Un inizio HORROR quello dell’Aston Martin nel 2026: dai ritardi a Barcellona a quelli in Bahrain. Stroll scopre le carte?
Lance Stroll ha fatto suonare la campanella d’allarme. Che l’inizio di 2026 della scuderia capitanata da papà Lawrence fosse travagliato era ormai noto a tutti, ma le parole del canadese sono più preoccupanti del previsto.
La “verdona”, presentata ufficialmente pochi giorni fa, nella serata italiana di lunedì, ha cambiato già in mattinata la prima Power Unit della stagione, dopo pochi kilometri percorsi nel circuito della Catalogna ed un sola giornata di prove nel deserto del Bahrain.
Era ormai noto che il nuovo motore fosse indietro rispetto alla tabella di marcia, in quanto la collaborazione con Honda sembrava aver subito da subito rallentamenti, ma la situazione sembra essere più drastica di quanto ci si aspettasse. Lo stesso Stroll ha sottolineato come la squadra sia indietro proprio dal punto di vista del chilometraggio: il canadese aveva completato circa 40 giri a Barcellona e la situazione non è migliorata esponenzialmente nel medio-Oriente.

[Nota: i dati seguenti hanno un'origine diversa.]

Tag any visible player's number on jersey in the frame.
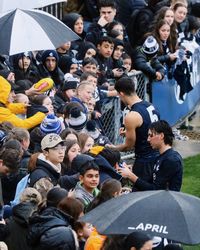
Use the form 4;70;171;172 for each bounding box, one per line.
147;105;158;122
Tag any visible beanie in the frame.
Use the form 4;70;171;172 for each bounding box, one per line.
61;79;78;91
62;12;81;30
71;154;94;172
47;187;68;207
68;107;87;131
41;50;59;63
40;114;62;134
0;69;11;79
142;36;159;55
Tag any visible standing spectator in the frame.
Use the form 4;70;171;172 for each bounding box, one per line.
119;120;183;191
74;160;99;209
86;0;117;46
110;77;159;185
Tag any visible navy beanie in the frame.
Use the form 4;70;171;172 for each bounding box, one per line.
61;80;78;91
68;107;87;131
40;114;62;135
41;50;59;63
62;12;81;30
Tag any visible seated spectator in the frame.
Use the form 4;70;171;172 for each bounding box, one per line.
86;0;117;46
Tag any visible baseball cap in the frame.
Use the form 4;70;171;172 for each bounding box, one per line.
41;133;65;150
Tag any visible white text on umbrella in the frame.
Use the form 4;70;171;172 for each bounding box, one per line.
128;223;168;234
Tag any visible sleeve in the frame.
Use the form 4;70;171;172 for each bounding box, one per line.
7;112;45;129
135;155;182;191
7;103;26;114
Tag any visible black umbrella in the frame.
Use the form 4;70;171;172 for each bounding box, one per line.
81;190;200;245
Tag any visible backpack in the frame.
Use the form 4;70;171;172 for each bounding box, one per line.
10;174;30;207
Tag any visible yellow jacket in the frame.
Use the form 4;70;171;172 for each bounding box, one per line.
84;228;106;250
0;76;45;129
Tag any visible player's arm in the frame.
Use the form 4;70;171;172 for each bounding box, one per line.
112;111;143;151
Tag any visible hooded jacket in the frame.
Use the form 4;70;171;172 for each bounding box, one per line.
0;76;45;129
27;207;76;250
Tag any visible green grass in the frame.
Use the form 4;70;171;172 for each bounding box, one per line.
181;155;200;250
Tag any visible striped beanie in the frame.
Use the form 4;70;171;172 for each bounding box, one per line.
40;114;62;135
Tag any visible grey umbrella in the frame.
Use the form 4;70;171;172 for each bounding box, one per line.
81;190;200;245
0;9;79;55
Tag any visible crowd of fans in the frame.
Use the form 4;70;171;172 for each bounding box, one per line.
0;0;200;250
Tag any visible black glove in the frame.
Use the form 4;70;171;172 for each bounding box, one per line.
26;103;49;118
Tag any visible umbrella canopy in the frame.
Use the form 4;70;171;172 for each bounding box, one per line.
80;190;200;245
0;0;66;13
0;9;79;55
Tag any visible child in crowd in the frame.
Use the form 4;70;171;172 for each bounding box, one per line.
74;160;99;209
15;93;29;119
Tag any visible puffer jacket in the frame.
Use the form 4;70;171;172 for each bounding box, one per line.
0;76;45;129
27;207;77;250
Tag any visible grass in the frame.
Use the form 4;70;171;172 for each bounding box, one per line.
181;155;200;250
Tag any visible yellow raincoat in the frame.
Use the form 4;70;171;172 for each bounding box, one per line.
0;76;45;129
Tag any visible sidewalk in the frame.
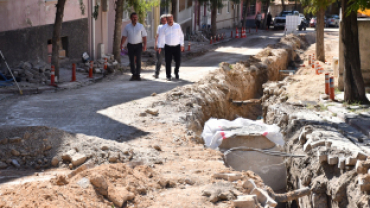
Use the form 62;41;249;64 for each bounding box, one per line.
0;68;104;95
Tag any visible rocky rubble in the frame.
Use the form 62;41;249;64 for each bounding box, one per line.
152;36;304;134
262;78;370;208
0;127;163;170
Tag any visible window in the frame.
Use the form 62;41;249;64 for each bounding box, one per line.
179;0;186;12
249;5;256;15
186;0;193;8
122;1;130;20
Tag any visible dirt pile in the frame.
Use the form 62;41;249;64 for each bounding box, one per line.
262;79;370;208
0;163;273;208
153;36;304;136
0;127;163;170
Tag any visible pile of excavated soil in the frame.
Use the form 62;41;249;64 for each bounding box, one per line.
286;32;338;102
0;163;264;208
0;127;163;170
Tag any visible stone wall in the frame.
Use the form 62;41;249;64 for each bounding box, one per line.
0;18;89;67
338;18;370;90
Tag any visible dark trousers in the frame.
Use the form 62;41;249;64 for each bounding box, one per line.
164;45;181;78
127;43;143;77
155;49;165;75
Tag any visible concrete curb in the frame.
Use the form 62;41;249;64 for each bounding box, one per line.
0;75;105;95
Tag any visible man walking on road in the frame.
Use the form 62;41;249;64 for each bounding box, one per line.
158;14;184;81
121;12;147;81
255;12;262;28
153;14;167;79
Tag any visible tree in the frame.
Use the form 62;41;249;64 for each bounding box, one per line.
198;0;240;36
301;0;335;62
342;0;370;103
113;0;125;63
128;0;160;25
281;0;286;11
51;0;66;78
51;0;85;78
262;0;271;28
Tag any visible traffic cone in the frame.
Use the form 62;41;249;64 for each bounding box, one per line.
89;61;94;78
329;77;335;100
325;73;330;95
50;66;57;87
71;64;76;82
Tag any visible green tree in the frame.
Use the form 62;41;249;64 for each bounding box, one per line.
341;0;370;103
198;0;240;36
127;0;160;25
301;0;335;62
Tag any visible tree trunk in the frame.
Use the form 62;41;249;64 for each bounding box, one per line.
211;1;217;36
51;0;66;79
113;0;124;63
294;0;298;10
171;0;178;22
262;0;270;29
316;7;325;63
242;0;250;27
342;0;369;103
281;0;286;11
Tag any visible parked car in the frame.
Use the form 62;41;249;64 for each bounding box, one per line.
325;14;339;27
298;13;308;31
274;11;299;29
310;17;326;27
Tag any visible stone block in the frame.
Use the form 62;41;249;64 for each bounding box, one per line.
352;152;367;160
328;155;338;165
346;157;357;165
233;195;257;208
317;151;328;163
311;140;325;149
338;157;346;170
71;153;87;167
251;188;277;207
358;174;370;191
212;173;243;182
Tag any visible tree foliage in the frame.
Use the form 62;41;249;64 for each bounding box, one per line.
346;0;370;15
301;0;336;14
127;0;160;24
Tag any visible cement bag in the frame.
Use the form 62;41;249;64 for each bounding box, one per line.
202;118;285;149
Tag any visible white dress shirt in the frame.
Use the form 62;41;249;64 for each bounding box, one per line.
158;23;184;48
157;25;164;48
122;23;147;44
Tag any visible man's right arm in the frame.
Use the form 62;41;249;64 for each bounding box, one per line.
121;36;127;51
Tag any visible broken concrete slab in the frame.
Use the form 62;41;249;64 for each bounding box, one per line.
233;195;257;208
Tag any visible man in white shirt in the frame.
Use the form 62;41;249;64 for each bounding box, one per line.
153;14;167;79
121;12;147;81
158;14;184;81
255;12;262;28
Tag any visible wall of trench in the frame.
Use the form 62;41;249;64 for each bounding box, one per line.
166;35;305;138
262;80;370;208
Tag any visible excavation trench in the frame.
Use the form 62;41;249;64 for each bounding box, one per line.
163;35;306;206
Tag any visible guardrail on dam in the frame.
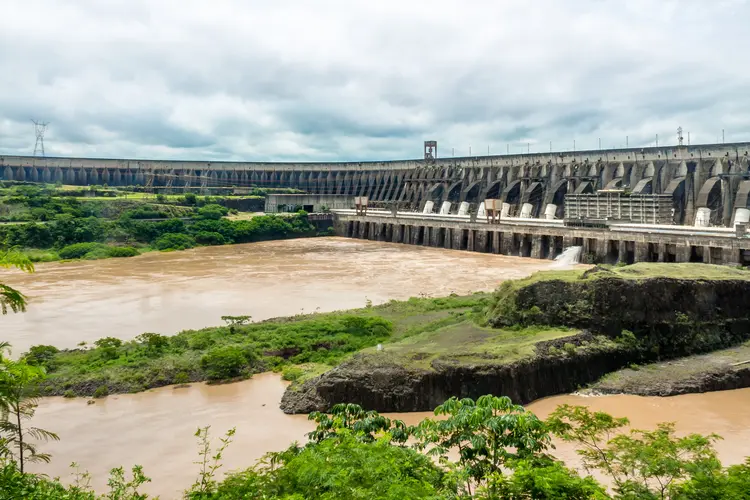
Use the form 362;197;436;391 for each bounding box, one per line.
334;210;750;266
0;143;750;226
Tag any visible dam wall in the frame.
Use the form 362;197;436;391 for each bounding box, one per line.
334;210;750;266
0;143;750;226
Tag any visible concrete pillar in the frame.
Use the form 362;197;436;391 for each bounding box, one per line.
635;242;648;262
563;236;575;251
594;239;608;262
617;241;628;263
531;234;542;259
500;233;513;255
492;231;501;254
477;202;487;219
451;228;466;250
721;248;740;266
675;245;690;262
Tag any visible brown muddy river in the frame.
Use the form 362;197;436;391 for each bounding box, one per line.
0;238;750;498
0;238;553;353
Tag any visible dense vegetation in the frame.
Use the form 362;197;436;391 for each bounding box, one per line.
26;294;486;396
0;185;328;261
0;378;750;500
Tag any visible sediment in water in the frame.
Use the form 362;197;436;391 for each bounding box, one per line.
281;265;750;413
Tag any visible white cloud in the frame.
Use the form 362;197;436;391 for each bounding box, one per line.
0;0;750;160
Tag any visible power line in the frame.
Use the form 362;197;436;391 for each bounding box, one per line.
31;119;49;157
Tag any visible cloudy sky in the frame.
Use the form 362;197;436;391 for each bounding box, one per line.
0;0;750;161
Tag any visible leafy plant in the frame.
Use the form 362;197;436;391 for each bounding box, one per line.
187;426;236;498
201;345;253;380
0;344;59;473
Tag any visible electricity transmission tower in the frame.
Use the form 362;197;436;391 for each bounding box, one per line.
31;120;49;156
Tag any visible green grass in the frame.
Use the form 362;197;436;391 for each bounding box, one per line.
20;248;60;262
515;262;750;287
591;341;750;394
31;294;494;396
357;315;579;369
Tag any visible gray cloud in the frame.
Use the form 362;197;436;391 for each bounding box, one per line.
0;0;750;161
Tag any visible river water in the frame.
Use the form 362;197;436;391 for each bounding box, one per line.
1;238;553;353
0;238;750;498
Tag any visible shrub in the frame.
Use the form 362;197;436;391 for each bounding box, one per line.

Il problema, però, non sembra essere solo una questione di motore, proprio come sottolineato da Lance stesso.
Le parole di Lance Stroll
“Stiamo ancora imparando la macchina e il motore, ma abbiamo molto lavoro da fare – Ha esordito il numero 18 – dobbiamo ancora recuperare molto. Abbiamo circa 400 giri in meno rispetto alla concorrenza, considerando Barcellona e ciò che abbiamo saltato. È così e basta. Ci concentriamo su dove siamo e su ciò che possiamo migliorare andando avanti, questo è tutto ciò che possiamo fare”
Il pilota classe 1998 ha continuato così: “Il tempo dirà quanta prestazione riusciremo a estrarre. Al momento abbiamo i problemi che abbiamo: stiamo cercando di migliorare a ogni run, ogni giorno, e vedremo quanto margine riusciremo ancora a tirare fuori dalla macchina”.
“È una combinazione di fattori: motore, bilanciamento, grip. Non è una sola cosa, è un insieme. Sì, una parte dipende dal motore, sicuramente una parte importante. Alla fine, se alcune vetture vanno quattro secondi più veloci di altre, non è che ci sia molto da imparare da questo. È più una differenza di grip e di prestazione”
Delle parole molto preoccupanti dette da Stroll, che ha messo in questo modo in guardia tutta la squadra, oltre a scoprire le carte nei confronti degli avversari. La prima vettura disegnata da Adrian Newey sembra perciò non essere partita sui binari giusti, ma la stagione non è ancora iniziata e fli stessi test della prossima settimana possono essere molto più indicativi.